175 As part of that submission, Yalpirakinu points to the terms of s 27(2) which uses mandatory language in the sense that the livestock owner “must” make reasonable attempts to reach an agreement, with s 27(3) providing that only “after making reasonable attempts under subsection (2)” can a livestock owner give the property owner a written notice.
176 So stated, Yalpirakinu submits that s 27(2) requires the Court to consider the acts of the livestock owner before the issue of the notice and decide whether, objectively, those acts constituted reasonable attempts. In that context, Yalpirakinu further submits that whether the livestock owner has made “reasonable attempts” is to be assessed as at the date of the issue of the notice.
177 I accept that events which post-date the notice cannot be relevant to the issue of whether reasonable attempts were made to reach agreement before a notice is issued.
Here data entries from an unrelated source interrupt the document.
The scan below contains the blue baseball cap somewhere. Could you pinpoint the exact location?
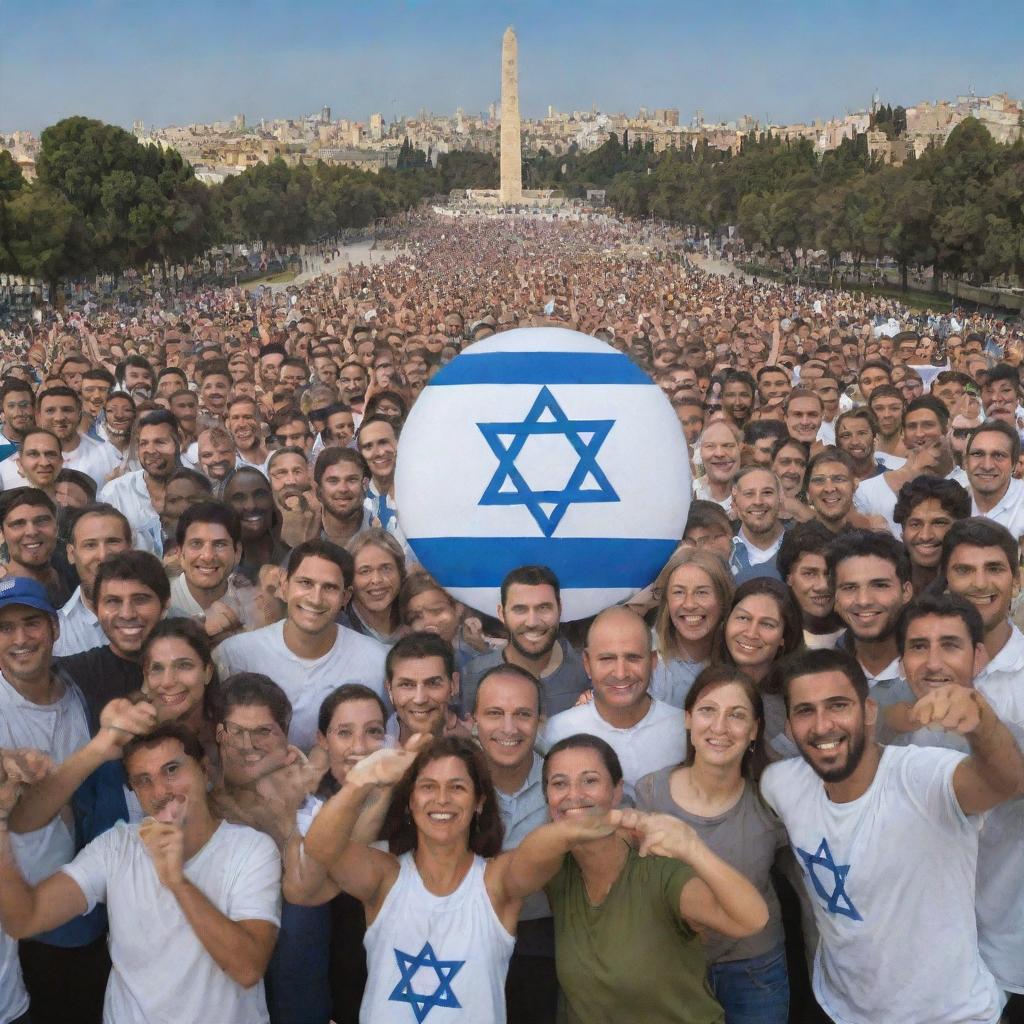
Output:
[0,577,57,617]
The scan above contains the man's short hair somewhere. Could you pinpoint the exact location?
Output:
[90,551,171,608]
[806,444,857,484]
[966,420,1021,469]
[893,477,966,526]
[36,384,82,410]
[939,515,1020,580]
[473,662,544,718]
[782,387,825,413]
[903,394,949,433]
[867,384,906,413]
[65,502,131,546]
[775,519,836,580]
[121,722,206,784]
[285,540,355,589]
[0,487,57,529]
[217,672,292,736]
[384,633,455,683]
[836,406,879,437]
[502,565,562,609]
[174,502,242,548]
[896,591,985,656]
[778,647,869,715]
[825,529,913,586]
[857,359,893,380]
[167,466,213,495]
[743,420,790,446]
[313,444,371,485]
[683,498,732,538]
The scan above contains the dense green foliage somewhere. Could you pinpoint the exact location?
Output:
[0,117,1024,292]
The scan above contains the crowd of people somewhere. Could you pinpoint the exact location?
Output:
[0,211,1024,1024]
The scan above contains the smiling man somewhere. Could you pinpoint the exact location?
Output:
[0,723,281,1024]
[53,503,131,657]
[538,608,686,798]
[473,665,558,1024]
[98,409,179,555]
[964,420,1024,542]
[893,476,971,594]
[827,530,913,705]
[729,466,783,584]
[761,650,1024,1024]
[693,420,743,513]
[384,633,470,744]
[0,487,74,608]
[57,551,171,731]
[461,565,589,715]
[214,541,387,751]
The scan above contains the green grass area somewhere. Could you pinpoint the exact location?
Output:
[242,270,298,290]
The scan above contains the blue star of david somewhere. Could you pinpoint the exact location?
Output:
[797,839,864,921]
[477,387,620,537]
[388,942,466,1024]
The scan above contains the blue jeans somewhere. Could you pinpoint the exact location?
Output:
[708,946,790,1024]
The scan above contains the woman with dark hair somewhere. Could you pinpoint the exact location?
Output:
[543,735,768,1024]
[636,665,790,1024]
[222,466,291,583]
[141,617,220,764]
[712,577,804,757]
[296,736,613,1024]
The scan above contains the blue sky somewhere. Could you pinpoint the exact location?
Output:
[0,0,1024,131]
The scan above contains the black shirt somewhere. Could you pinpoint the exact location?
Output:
[55,644,142,733]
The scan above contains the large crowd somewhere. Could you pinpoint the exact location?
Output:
[0,211,1024,1024]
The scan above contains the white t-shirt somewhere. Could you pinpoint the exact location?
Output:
[97,469,164,557]
[761,746,1002,1024]
[853,473,903,539]
[971,477,1024,541]
[53,587,106,657]
[537,697,686,799]
[63,821,281,1024]
[63,434,121,487]
[213,621,387,751]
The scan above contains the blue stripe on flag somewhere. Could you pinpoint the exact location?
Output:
[409,537,679,590]
[430,352,653,387]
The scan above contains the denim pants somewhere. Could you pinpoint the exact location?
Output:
[708,946,790,1024]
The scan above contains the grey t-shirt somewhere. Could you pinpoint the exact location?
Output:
[462,640,590,718]
[636,767,787,964]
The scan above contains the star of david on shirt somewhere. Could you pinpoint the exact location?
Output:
[388,942,466,1024]
[477,387,620,537]
[797,839,864,921]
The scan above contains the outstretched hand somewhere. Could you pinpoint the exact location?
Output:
[621,808,700,863]
[345,733,433,786]
[0,748,54,818]
[910,684,988,736]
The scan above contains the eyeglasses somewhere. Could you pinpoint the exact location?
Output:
[224,722,281,750]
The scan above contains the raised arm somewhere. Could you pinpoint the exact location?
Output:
[488,811,623,902]
[10,697,157,833]
[623,810,768,939]
[0,751,87,939]
[910,686,1024,814]
[294,736,417,904]
[139,809,278,988]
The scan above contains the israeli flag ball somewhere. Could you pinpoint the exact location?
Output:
[395,328,690,622]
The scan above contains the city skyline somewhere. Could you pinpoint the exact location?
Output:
[0,0,1024,132]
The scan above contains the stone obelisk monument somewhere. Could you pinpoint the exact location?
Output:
[499,25,522,203]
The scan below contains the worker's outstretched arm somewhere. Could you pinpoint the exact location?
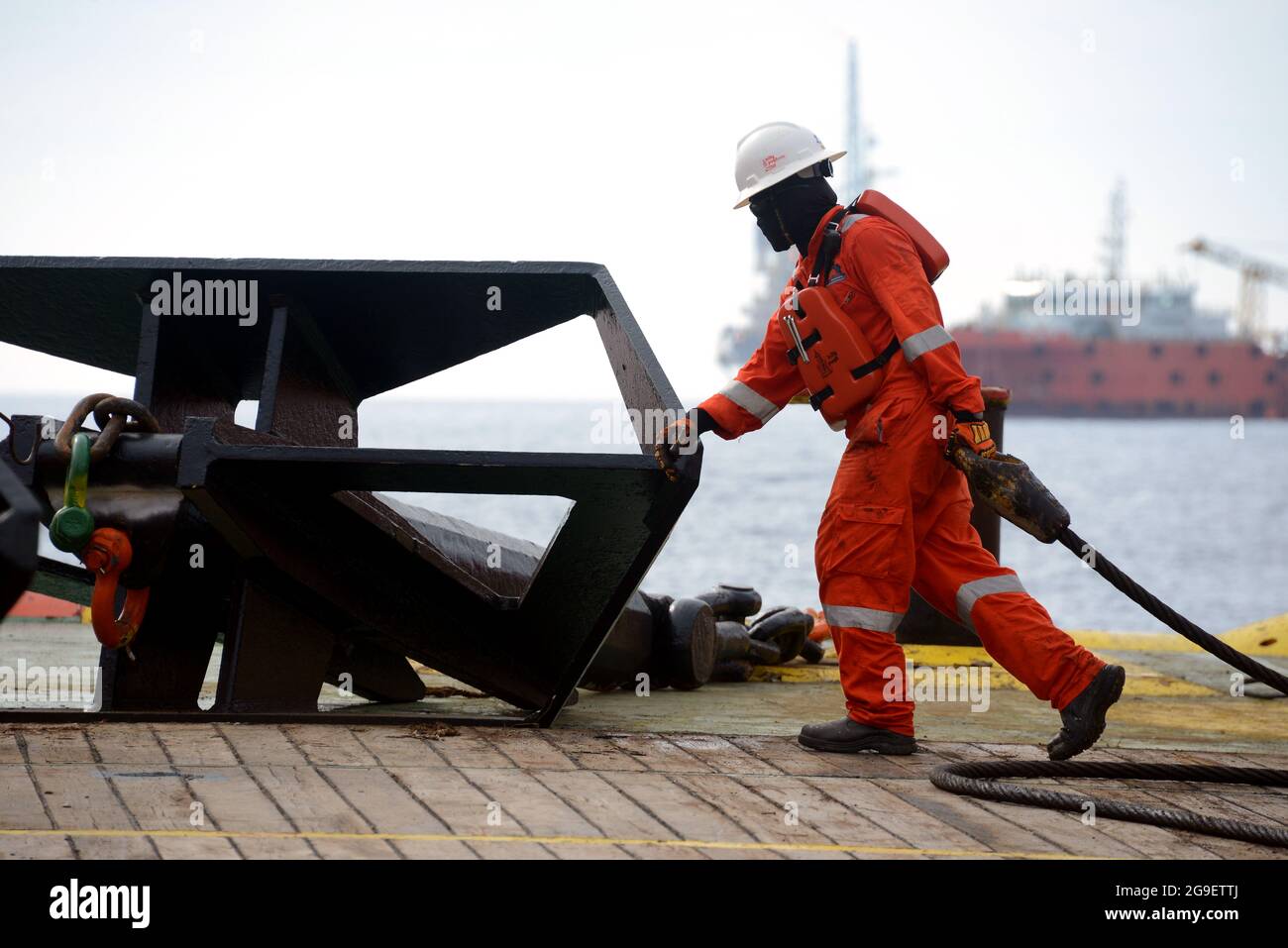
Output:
[841,220,984,413]
[698,313,804,441]
[653,311,802,480]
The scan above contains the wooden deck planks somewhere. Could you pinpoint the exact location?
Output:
[0,724,1288,859]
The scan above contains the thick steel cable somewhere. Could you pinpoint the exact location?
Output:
[930,760,1288,849]
[1057,527,1288,694]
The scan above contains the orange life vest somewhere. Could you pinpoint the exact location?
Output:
[778,189,948,430]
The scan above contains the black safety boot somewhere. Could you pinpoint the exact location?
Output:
[1047,665,1127,760]
[796,717,917,754]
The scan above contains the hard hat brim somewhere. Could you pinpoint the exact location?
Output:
[733,149,845,210]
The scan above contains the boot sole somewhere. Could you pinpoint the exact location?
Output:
[796,734,917,756]
[1047,666,1127,760]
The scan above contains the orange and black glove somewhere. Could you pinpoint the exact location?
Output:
[653,408,713,480]
[949,411,997,458]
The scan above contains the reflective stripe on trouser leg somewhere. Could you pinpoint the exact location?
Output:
[720,378,780,424]
[957,574,1027,632]
[823,603,903,632]
[823,605,913,737]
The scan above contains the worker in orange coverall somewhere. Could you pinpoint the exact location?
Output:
[657,123,1125,760]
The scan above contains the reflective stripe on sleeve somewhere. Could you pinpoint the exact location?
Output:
[720,378,780,424]
[957,574,1026,630]
[823,604,903,632]
[841,214,868,233]
[903,326,953,362]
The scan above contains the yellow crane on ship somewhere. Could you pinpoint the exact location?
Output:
[1184,237,1288,343]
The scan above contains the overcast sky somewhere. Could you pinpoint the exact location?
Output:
[0,0,1288,402]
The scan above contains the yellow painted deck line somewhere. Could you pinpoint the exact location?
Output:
[1221,612,1288,657]
[751,649,1225,698]
[0,829,1104,859]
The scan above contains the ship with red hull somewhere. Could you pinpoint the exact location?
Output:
[953,326,1288,417]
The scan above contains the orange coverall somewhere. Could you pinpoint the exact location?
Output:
[700,209,1104,735]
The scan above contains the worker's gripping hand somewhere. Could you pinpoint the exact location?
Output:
[949,413,997,458]
[653,415,698,480]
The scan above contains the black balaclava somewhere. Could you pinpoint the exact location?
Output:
[751,174,836,257]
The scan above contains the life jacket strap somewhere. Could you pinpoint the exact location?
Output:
[850,339,899,378]
[808,203,854,286]
[808,385,836,411]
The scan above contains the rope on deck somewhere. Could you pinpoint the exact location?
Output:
[1057,527,1288,695]
[930,760,1288,849]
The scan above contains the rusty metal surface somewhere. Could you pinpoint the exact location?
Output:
[0,258,700,724]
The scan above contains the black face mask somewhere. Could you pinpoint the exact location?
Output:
[751,175,836,257]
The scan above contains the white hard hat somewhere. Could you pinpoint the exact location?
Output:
[734,123,845,209]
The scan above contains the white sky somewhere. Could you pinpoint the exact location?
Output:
[0,0,1288,402]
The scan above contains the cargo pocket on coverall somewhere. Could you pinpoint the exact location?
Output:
[814,503,907,579]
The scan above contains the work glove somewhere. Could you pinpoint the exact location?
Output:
[653,415,698,480]
[948,412,997,458]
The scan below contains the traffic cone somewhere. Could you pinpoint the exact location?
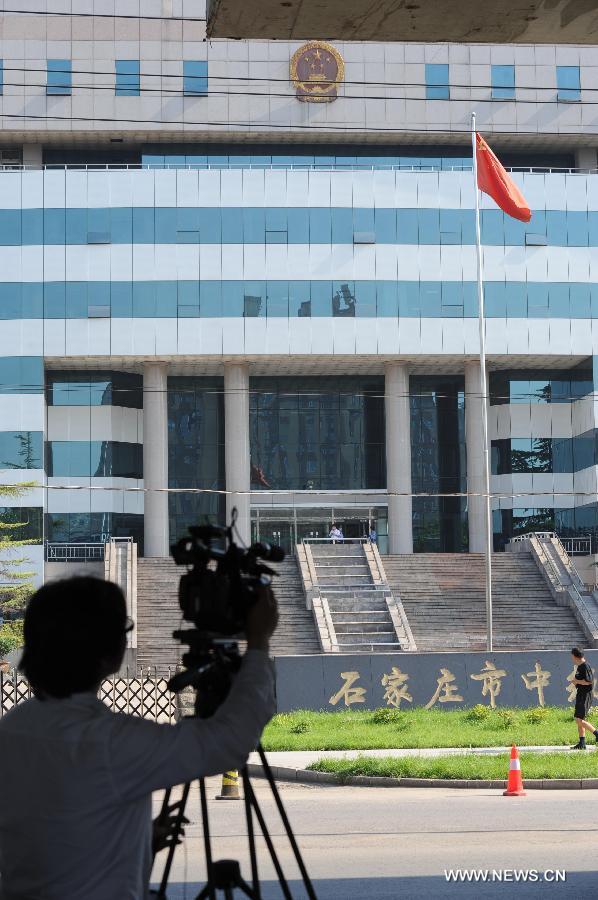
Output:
[216,769,241,800]
[503,744,525,797]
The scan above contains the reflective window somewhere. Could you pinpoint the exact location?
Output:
[183,59,208,97]
[46,59,72,95]
[0,431,43,469]
[250,376,386,490]
[0,506,43,540]
[0,356,44,394]
[168,376,226,541]
[491,66,515,100]
[47,441,143,478]
[409,375,467,553]
[46,512,143,554]
[426,63,449,100]
[114,59,140,97]
[556,66,581,103]
[46,370,143,409]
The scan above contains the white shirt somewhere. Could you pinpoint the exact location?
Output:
[0,650,275,900]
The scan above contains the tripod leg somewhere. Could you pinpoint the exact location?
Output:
[257,744,318,900]
[158,783,190,897]
[241,767,262,900]
[199,778,216,900]
[244,777,293,900]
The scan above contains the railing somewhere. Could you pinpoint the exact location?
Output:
[301,537,370,544]
[0,667,179,724]
[560,535,592,556]
[46,541,105,562]
[0,163,598,175]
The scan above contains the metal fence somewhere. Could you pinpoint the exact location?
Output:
[0,668,178,723]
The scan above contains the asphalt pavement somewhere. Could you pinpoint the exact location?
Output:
[151,779,598,900]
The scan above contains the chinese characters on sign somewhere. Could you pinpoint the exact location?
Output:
[328,660,584,709]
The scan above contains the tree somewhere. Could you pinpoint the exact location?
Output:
[0,481,36,613]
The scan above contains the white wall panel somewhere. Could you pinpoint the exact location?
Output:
[355,317,378,355]
[332,318,361,356]
[244,318,268,356]
[289,319,320,355]
[0,394,46,431]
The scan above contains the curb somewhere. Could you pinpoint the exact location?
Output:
[247,763,598,791]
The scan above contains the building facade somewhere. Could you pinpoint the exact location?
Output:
[0,0,598,577]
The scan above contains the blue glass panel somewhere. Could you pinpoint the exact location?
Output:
[199,281,222,318]
[243,207,266,244]
[287,209,312,244]
[309,207,332,244]
[492,66,515,100]
[355,281,377,318]
[0,356,44,394]
[21,209,44,244]
[114,59,140,97]
[65,281,89,319]
[556,66,581,103]
[67,209,88,244]
[426,63,449,100]
[377,281,399,317]
[133,206,156,244]
[267,281,289,317]
[397,209,419,244]
[183,59,208,97]
[0,431,43,469]
[46,59,72,95]
[376,208,397,244]
[110,281,133,318]
[44,209,66,244]
[156,281,177,318]
[110,206,133,244]
[223,281,245,317]
[220,206,243,244]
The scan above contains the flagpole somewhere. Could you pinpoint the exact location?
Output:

What is required is an objective assessment as to the reasonableness of the livestock owner’s attempts to reach agreement. That will vary depending on the particular factual circumstances in each case.
178 Mount Denison submits that making reasonable attempts is not a pre-condition to a valid notice under s 27. I do not accept that submission. The text of s 27 makes it quite clear that the requirement to make reasonable attempts to reach agreement is a pre-condition to a valid s 27 notice.
179 What is “reasonable” is concerned with the acts of the livestock owner rather than that person’s state of mind: Director of Public Prosecutions (DPP) v Le [2007] HCA 52; (2007) 232 CLR 562 at [127] (Kirby and Crennan JJ).
180 Mount Denison submits that the reasonableness of attempts is influenced by number of factors. It lists some 19 factors, however there is no purpose in attempting to delineate what particular factors in any given factual scenario might bear upon whether objectively considered, reasonable attempts have been made to reach an agreement with the property owner to retrieve the livestock. What is reasonable will vary depending on the facts of any particular matter.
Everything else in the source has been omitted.